It all started with a shoe and soles made of garden hoses and led to a brilliant IPO. However, the Swiss company On Running is currently struggling with problems. Weight criticism of the shoes and factory closures in Vietnam. The share price has been on a downward trend for weeks. From Luca Bißmaier
It all started with a running shoe and a sole made of cut garden hoses. Due to Achilles tendon problems, the former world-class triathlete Olivier Bernhard developed an innovative running shoe. He glued cut garden hoses to the underside of the athletic shoe. The prototype should convey the feeling of walking on clouds. That is why the model should also be given the name “Cloud” of the same name.
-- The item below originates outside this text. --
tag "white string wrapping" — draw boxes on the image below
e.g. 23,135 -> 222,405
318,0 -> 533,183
Together with the marketing expert David Allemann and the economist Caspar Coppetti, Bernhard then founded the company On Running. Eleven years later, the story leads to a spectacular IPO in September 2021. Right at the Wall Street debut, On’s share gained 46 percent.
Roger Federer is invested
Roger Federer, one of the most famous tennis players in the world, invested in the sports shoe manufacturer as early as 2019. It should have been financially worth it for him. On Running’s IPO brought him over $ 746 million.
In addition to support from Federer, the company also relies on innovative marketing. On Running offers a subscription for its Cyclon model. The shoe can be returned after 600 kilometers and the manufacturer then recycles it. As a customer, you will then be sent a new pair of shoes. The subscription costs 29.95 euros in this country.
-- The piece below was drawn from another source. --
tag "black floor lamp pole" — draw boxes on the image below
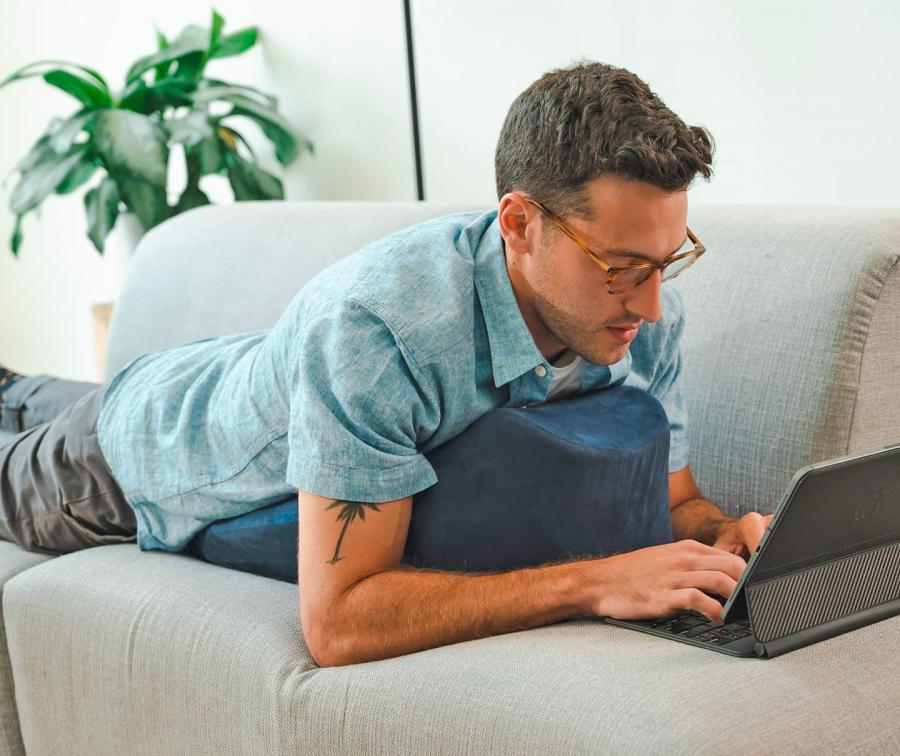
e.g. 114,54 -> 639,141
403,0 -> 425,200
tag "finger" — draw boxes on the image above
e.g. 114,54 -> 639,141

Criticism is getting louder
Nevertheless, there are also critical voices. According to an article by Schweizer srf (Swiss radio and television), the shoe is expensive and breaks quickly. On Running itself states that running shoes are always more expensive in Switzerland than abroad, and that the customer can be sure that a large part of the work takes place in Switzerland. The fact is, however, that only development, design and sales take place in Switzerland. The entire production is outsourced to Vietnam.
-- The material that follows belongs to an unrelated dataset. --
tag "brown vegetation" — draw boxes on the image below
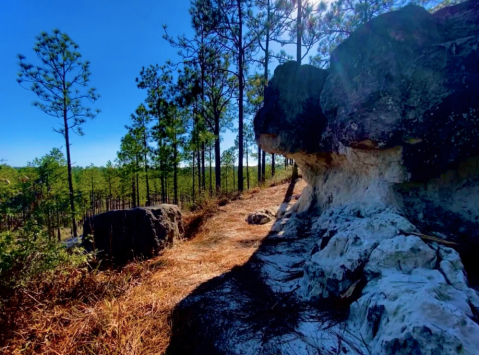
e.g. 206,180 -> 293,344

The current financial development should also be viewed critically. The company is currently valued at around CHF 8.5 billion, with sales of CHF 425 million last year. The net income was clearly negative at -27.5 million francs.
And the share also reacts. The share has lost over 23 percent in the past few weeks. The reason is in particular the closure of the Vietnamese factories. In 2020, 97 percent of all shoes were produced in Vietnam. On Running announced in a prospectus that these closings will affect the results and financial situation in 2021 and 2022.
The first analysts’ voices are also negative: the analyst Sam Poser of Williams Trading rated the share as selling on Monday. In addition to the factory closures, he cites the poor distribution decisions and domestic logistics problems as reasons. We recommend continuing to monitor current developments – especially the situation in the Vietnamese factories.